Des économies fragiles, des gouvernements trop dépensiers et des taux de chômage élevés ne semblent pas constituer un contexte favorable à des taux bas sur les dettes souveraines. C’est pourtant ce qui se passe dans la périphérie de la zone euro, alors que les taux longs allemands, américains et japonais percent plancher après plancher. La convergence actuelle des taux est le fruit d’un ajustement rapide: lorsque la BCE a convaincu les marchés qu’elle préserverait l’intégrité de la zone euro, les taux d’intérêt des différents pays – alors que ces mêmes pays étaient toujours dans des phases très différentes du cycle – ont à nouveau convergé tandis que le taux de référence (le Bund allemand) baissait. La «fragmentation» d’avant crise sur le marché de la dette souveraine a ainsi disparu.

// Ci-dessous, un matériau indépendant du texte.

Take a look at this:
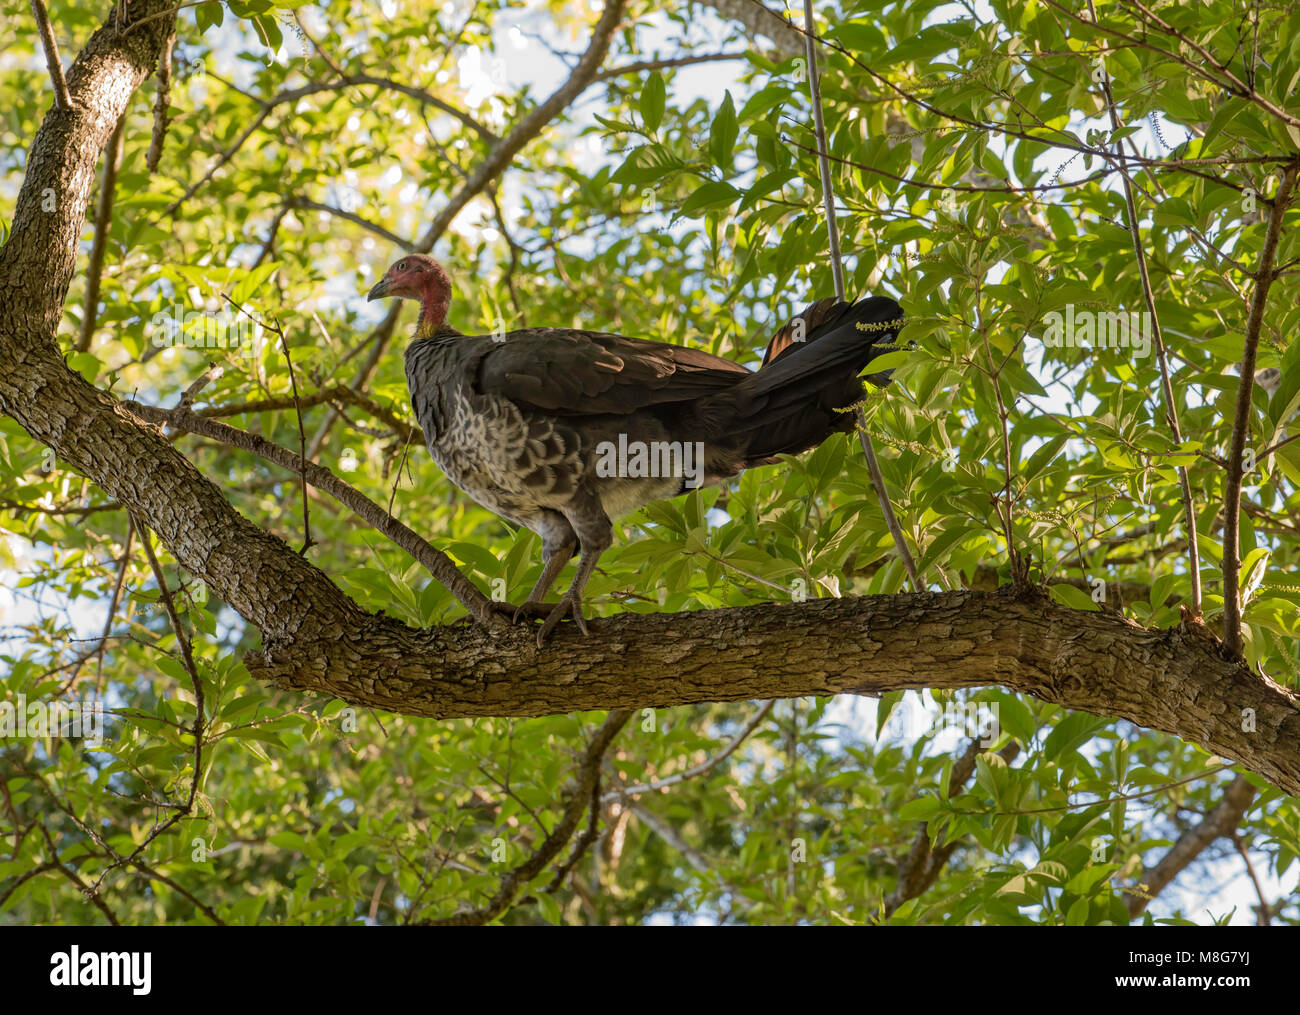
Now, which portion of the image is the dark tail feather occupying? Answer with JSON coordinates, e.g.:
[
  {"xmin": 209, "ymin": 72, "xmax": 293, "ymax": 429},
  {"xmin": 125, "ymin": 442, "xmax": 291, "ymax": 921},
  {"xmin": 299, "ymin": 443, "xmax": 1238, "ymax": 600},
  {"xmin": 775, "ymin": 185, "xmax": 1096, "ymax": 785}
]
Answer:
[
  {"xmin": 761, "ymin": 297, "xmax": 848, "ymax": 367},
  {"xmin": 708, "ymin": 296, "xmax": 904, "ymax": 463}
]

Si cette convergence est plutôt une bonne nouvelle, son ajustement est allé trop loin. Est-il normal que le taux allemand soit passé dernièrement sous la barre des 1%? Aucun fondement économique ne le justifie vraiment, sauf à penser que les marchés récompensent les efforts de certains pays avant qu’ils ne soient accomplis… mais cela pourrait bien changer. La Grèce, qui a fait son retour fulgurant sur les marchés, ou l’Irlande, qui a émis des obligations à des taux plus bas que ceux auxquels emprunte le Royaume-Uni, ne font qu’illustrer l’anormalité de la situation.

Une situation artificielle

Cette situation semble pour le moins artificielle et le risque de retournement brutal devient à ce stade bien réel. Si aucun des fondamentaux économiques classiques n’explique le niveau actuel des taux, sans doute la croyance des marchés dans une intervention de la BCE peut-elle contribuer à l’expliquer. L’assouplissement quantitatif à l’européenne, s’il vient un jour, semble pourtant bien loin…

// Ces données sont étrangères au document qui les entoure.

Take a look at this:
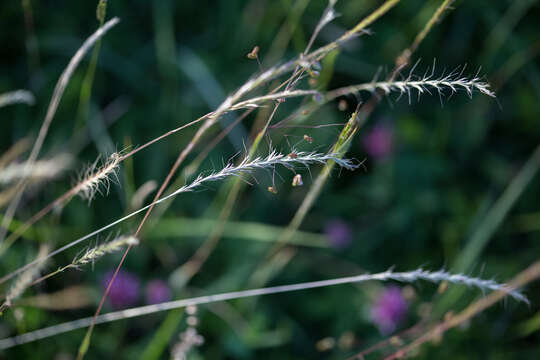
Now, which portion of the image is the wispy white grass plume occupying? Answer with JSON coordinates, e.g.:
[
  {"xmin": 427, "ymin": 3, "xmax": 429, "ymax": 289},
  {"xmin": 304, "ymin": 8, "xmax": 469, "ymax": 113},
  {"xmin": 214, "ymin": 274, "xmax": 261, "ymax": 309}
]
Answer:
[
  {"xmin": 73, "ymin": 235, "xmax": 138, "ymax": 268},
  {"xmin": 0, "ymin": 267, "xmax": 526, "ymax": 349},
  {"xmin": 0, "ymin": 90, "xmax": 35, "ymax": 108},
  {"xmin": 76, "ymin": 152, "xmax": 121, "ymax": 202},
  {"xmin": 176, "ymin": 150, "xmax": 360, "ymax": 193},
  {"xmin": 0, "ymin": 154, "xmax": 72, "ymax": 186},
  {"xmin": 328, "ymin": 66, "xmax": 496, "ymax": 103},
  {"xmin": 29, "ymin": 235, "xmax": 139, "ymax": 286},
  {"xmin": 0, "ymin": 151, "xmax": 360, "ymax": 285},
  {"xmin": 387, "ymin": 268, "xmax": 526, "ymax": 302}
]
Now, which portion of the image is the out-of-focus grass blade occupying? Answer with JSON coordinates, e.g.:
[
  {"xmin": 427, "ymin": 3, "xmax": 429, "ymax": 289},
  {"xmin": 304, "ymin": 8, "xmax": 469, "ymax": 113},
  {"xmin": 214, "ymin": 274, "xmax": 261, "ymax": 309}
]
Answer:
[
  {"xmin": 139, "ymin": 309, "xmax": 184, "ymax": 360},
  {"xmin": 148, "ymin": 217, "xmax": 329, "ymax": 248},
  {"xmin": 437, "ymin": 144, "xmax": 540, "ymax": 313}
]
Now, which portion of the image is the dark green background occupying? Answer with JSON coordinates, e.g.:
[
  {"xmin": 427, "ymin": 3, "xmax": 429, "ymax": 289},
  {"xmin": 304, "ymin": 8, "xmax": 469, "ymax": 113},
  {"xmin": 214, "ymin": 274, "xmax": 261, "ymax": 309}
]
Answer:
[{"xmin": 1, "ymin": 0, "xmax": 539, "ymax": 358}]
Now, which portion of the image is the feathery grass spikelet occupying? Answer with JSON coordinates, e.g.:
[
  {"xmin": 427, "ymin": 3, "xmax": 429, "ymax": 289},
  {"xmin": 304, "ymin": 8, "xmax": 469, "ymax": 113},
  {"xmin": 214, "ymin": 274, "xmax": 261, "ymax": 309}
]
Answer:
[
  {"xmin": 73, "ymin": 235, "xmax": 139, "ymax": 268},
  {"xmin": 328, "ymin": 65, "xmax": 496, "ymax": 103},
  {"xmin": 76, "ymin": 152, "xmax": 121, "ymax": 202},
  {"xmin": 375, "ymin": 268, "xmax": 528, "ymax": 303},
  {"xmin": 172, "ymin": 150, "xmax": 361, "ymax": 196},
  {"xmin": 0, "ymin": 151, "xmax": 360, "ymax": 286},
  {"xmin": 0, "ymin": 266, "xmax": 527, "ymax": 348},
  {"xmin": 19, "ymin": 235, "xmax": 139, "ymax": 288},
  {"xmin": 0, "ymin": 154, "xmax": 72, "ymax": 186}
]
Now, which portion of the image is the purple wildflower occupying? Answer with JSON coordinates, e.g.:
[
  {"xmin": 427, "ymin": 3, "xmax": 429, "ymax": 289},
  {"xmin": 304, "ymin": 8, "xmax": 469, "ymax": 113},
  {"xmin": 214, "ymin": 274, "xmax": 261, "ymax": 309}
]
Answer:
[
  {"xmin": 371, "ymin": 286, "xmax": 408, "ymax": 334},
  {"xmin": 145, "ymin": 279, "xmax": 172, "ymax": 304},
  {"xmin": 102, "ymin": 270, "xmax": 140, "ymax": 309},
  {"xmin": 324, "ymin": 219, "xmax": 353, "ymax": 249},
  {"xmin": 362, "ymin": 124, "xmax": 394, "ymax": 161}
]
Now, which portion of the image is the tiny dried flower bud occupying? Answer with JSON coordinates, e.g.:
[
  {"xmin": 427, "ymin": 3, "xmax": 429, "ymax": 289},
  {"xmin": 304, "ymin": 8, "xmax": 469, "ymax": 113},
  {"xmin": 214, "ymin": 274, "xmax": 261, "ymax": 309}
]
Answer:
[
  {"xmin": 303, "ymin": 134, "xmax": 313, "ymax": 143},
  {"xmin": 437, "ymin": 281, "xmax": 449, "ymax": 294},
  {"xmin": 292, "ymin": 174, "xmax": 303, "ymax": 187},
  {"xmin": 301, "ymin": 109, "xmax": 309, "ymax": 116},
  {"xmin": 247, "ymin": 46, "xmax": 259, "ymax": 59},
  {"xmin": 338, "ymin": 99, "xmax": 348, "ymax": 111},
  {"xmin": 288, "ymin": 153, "xmax": 298, "ymax": 159},
  {"xmin": 267, "ymin": 186, "xmax": 278, "ymax": 194},
  {"xmin": 96, "ymin": 0, "xmax": 107, "ymax": 23}
]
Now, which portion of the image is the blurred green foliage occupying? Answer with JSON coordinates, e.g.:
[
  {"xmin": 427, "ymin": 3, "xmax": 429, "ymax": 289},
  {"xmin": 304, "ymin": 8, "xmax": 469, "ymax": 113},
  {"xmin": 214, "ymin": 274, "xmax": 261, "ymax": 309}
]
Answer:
[{"xmin": 1, "ymin": 0, "xmax": 540, "ymax": 359}]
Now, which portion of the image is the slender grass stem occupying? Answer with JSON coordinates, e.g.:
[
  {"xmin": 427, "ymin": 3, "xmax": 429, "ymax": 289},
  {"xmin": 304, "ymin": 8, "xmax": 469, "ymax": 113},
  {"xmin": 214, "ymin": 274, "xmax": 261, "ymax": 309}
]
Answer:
[
  {"xmin": 0, "ymin": 17, "xmax": 120, "ymax": 246},
  {"xmin": 0, "ymin": 267, "xmax": 526, "ymax": 350}
]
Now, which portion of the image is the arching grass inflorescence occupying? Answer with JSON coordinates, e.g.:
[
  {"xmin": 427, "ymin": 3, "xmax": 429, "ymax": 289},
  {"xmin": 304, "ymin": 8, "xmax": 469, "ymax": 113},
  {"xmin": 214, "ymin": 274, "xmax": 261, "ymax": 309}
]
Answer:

La situation paraît similaire aux États-Unis, où les taux d’intérêt à 10 ans n’en finissent plus de baisser. Il est vrai qu’avec des bons d’État allemands et japonais à respectivement à 0,9% et 0,4%, les 2,4% offerts par le Trésor font presque rêver (cette demande d’obligations alimente d’ailleurs l’appréciation progressive du dollar). Ainsi, même avec un resserrement de la politique monétaire américaine en ligne de mire pour 2015 et une économie en bonne forme, la baisse des déficits américains (dont les autorités monétaires diminuent les émissions et donc l’offre nouvelle de titres) et la hausse de la demande pour les valeurs refuges (notamment à cause des crises ukrainienne et irakienne) pourraient accentuer le phénomène encore quelque mois.

Inversion du mouvement

Il est toutefois réaliste de penser que ce mouvement devrait s’inverser: le taux long américain pourrait repasser au-dessus de 2,5% d’ici la fin de l’assouplissement quantitatif prévu pour octobre, vers 3% à la fin de l’année et pas au-delà de 3,5% d’ici fin 2015.

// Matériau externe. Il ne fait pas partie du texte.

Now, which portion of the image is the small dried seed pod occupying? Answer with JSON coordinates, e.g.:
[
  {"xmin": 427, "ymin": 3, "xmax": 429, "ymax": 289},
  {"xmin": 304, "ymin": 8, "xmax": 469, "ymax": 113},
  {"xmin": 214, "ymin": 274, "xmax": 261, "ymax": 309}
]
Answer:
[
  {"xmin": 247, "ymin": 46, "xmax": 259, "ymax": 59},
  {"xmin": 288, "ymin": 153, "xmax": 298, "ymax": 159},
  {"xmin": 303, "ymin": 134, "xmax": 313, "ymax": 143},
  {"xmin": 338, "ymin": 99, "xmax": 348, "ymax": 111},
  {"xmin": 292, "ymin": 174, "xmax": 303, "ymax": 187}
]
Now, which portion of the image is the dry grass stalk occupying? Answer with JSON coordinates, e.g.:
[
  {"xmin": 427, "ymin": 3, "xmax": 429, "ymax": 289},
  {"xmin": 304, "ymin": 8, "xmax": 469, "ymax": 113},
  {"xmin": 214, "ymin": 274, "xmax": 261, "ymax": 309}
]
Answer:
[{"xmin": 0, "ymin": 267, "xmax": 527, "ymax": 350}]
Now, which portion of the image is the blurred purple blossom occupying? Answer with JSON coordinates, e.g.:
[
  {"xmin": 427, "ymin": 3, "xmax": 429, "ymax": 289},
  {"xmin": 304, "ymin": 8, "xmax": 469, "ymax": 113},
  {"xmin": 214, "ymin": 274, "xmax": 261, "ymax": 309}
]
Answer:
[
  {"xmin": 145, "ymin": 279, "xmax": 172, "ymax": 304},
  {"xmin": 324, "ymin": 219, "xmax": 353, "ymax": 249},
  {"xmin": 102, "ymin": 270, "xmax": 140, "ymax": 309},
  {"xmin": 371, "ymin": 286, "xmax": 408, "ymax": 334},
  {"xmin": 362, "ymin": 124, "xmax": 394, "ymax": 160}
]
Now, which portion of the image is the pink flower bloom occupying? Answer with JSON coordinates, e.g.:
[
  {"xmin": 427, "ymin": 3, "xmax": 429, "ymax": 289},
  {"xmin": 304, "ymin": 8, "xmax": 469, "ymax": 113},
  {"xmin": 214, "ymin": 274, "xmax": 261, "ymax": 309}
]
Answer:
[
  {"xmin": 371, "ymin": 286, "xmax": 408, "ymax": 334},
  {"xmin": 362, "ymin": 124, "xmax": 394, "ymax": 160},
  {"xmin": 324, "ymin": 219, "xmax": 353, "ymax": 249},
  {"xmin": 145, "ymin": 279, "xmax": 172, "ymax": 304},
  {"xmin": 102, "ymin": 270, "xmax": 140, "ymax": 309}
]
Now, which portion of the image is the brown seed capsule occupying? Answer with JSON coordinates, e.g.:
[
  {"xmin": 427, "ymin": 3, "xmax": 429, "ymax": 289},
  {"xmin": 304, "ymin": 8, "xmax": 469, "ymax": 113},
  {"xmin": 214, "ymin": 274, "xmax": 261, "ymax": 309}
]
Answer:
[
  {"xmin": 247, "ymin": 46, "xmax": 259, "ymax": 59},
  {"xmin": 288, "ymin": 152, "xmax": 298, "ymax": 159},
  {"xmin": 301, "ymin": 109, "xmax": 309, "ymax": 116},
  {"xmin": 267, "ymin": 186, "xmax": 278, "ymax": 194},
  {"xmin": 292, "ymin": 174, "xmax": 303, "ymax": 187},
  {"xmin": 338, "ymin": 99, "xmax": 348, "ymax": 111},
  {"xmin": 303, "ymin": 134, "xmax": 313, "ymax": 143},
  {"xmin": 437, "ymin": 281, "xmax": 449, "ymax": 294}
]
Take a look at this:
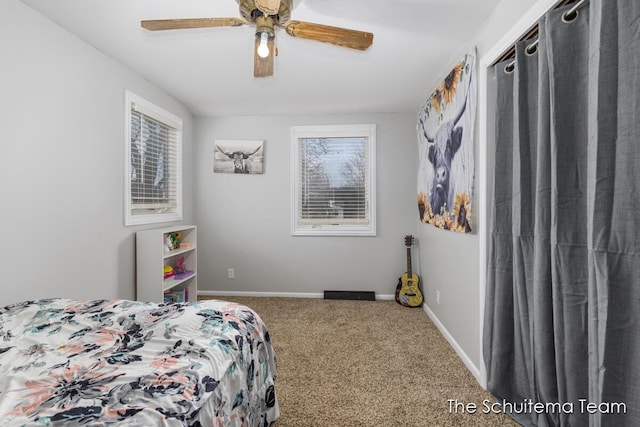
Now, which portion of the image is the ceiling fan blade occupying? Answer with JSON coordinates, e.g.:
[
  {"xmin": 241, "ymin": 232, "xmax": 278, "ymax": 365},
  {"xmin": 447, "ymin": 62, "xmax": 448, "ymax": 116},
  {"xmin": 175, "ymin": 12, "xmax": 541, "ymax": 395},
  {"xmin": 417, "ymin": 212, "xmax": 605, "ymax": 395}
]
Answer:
[
  {"xmin": 255, "ymin": 0, "xmax": 281, "ymax": 16},
  {"xmin": 141, "ymin": 17, "xmax": 247, "ymax": 31},
  {"xmin": 254, "ymin": 37, "xmax": 275, "ymax": 78},
  {"xmin": 285, "ymin": 20, "xmax": 373, "ymax": 51}
]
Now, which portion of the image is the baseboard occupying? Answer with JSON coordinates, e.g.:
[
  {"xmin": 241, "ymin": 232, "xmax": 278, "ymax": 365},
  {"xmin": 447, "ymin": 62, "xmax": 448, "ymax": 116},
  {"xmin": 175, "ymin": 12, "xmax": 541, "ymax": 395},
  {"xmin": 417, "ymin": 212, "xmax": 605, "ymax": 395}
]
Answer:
[
  {"xmin": 198, "ymin": 290, "xmax": 324, "ymax": 299},
  {"xmin": 198, "ymin": 290, "xmax": 395, "ymax": 301},
  {"xmin": 422, "ymin": 303, "xmax": 482, "ymax": 384}
]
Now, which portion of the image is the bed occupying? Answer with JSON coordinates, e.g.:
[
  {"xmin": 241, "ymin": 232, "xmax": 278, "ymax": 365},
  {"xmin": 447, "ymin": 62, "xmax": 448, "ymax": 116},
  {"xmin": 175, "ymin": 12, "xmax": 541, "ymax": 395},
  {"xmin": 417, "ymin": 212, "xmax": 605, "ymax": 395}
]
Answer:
[{"xmin": 0, "ymin": 298, "xmax": 279, "ymax": 426}]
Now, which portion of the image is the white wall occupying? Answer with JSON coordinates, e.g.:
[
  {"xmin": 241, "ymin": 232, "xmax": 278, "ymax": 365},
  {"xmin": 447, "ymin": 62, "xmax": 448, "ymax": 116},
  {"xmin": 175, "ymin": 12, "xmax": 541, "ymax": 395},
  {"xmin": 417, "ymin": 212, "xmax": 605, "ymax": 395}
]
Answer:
[
  {"xmin": 415, "ymin": 0, "xmax": 546, "ymax": 380},
  {"xmin": 195, "ymin": 113, "xmax": 417, "ymax": 297},
  {"xmin": 0, "ymin": 0, "xmax": 194, "ymax": 305}
]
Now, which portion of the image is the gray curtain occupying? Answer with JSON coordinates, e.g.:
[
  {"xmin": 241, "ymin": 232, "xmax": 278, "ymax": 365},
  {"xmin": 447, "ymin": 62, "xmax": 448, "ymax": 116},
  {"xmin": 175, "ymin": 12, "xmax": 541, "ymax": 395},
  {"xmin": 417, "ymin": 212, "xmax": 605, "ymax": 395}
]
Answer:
[{"xmin": 484, "ymin": 1, "xmax": 640, "ymax": 426}]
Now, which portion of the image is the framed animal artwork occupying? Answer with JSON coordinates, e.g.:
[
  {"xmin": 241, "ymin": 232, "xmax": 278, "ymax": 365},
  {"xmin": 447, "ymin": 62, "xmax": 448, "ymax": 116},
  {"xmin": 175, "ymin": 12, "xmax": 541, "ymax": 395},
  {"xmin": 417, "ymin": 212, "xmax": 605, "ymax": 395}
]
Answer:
[
  {"xmin": 214, "ymin": 139, "xmax": 264, "ymax": 174},
  {"xmin": 417, "ymin": 49, "xmax": 476, "ymax": 233}
]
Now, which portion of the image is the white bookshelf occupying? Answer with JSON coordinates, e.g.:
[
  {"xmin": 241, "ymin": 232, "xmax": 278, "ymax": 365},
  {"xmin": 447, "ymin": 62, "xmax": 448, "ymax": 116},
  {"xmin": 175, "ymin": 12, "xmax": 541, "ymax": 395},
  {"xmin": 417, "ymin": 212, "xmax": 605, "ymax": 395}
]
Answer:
[{"xmin": 136, "ymin": 225, "xmax": 197, "ymax": 303}]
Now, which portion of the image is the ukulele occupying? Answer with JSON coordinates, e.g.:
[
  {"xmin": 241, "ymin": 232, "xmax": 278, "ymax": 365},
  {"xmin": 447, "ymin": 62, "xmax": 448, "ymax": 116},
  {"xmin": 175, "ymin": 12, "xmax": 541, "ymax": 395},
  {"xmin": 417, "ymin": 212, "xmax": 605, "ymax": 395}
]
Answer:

Dans l'eurozone, même si les risques pour la croissance sont toujours nombreux, ils ne justifient pas que les taux soient plus bas qu’à la fin 2011, au plus fort de la crise de l’euro. Les niveaux actuels ne sont pas soutenables, même avec une inflation faible. Un ajustement progressif devrait donc se produire, le taux à 10 ans allemand ne devant toutefois pas dépasser 1,5% d’ici la fin de l’année. Au-delà, le risque d’un ajustement plus brutal sur le marché obligataire n’est pas exclu. Il pourrait être déclenché par des prises de bénéfices d’investisseurs qui ne se sentent plus assez rétribués par les risques auxquels ils s’exposent ou par la BCE elle-même, dans le cas où elle serait plus claire sur l’ampleur limitée que pourrait avoir un assouplissement quantitatif européen.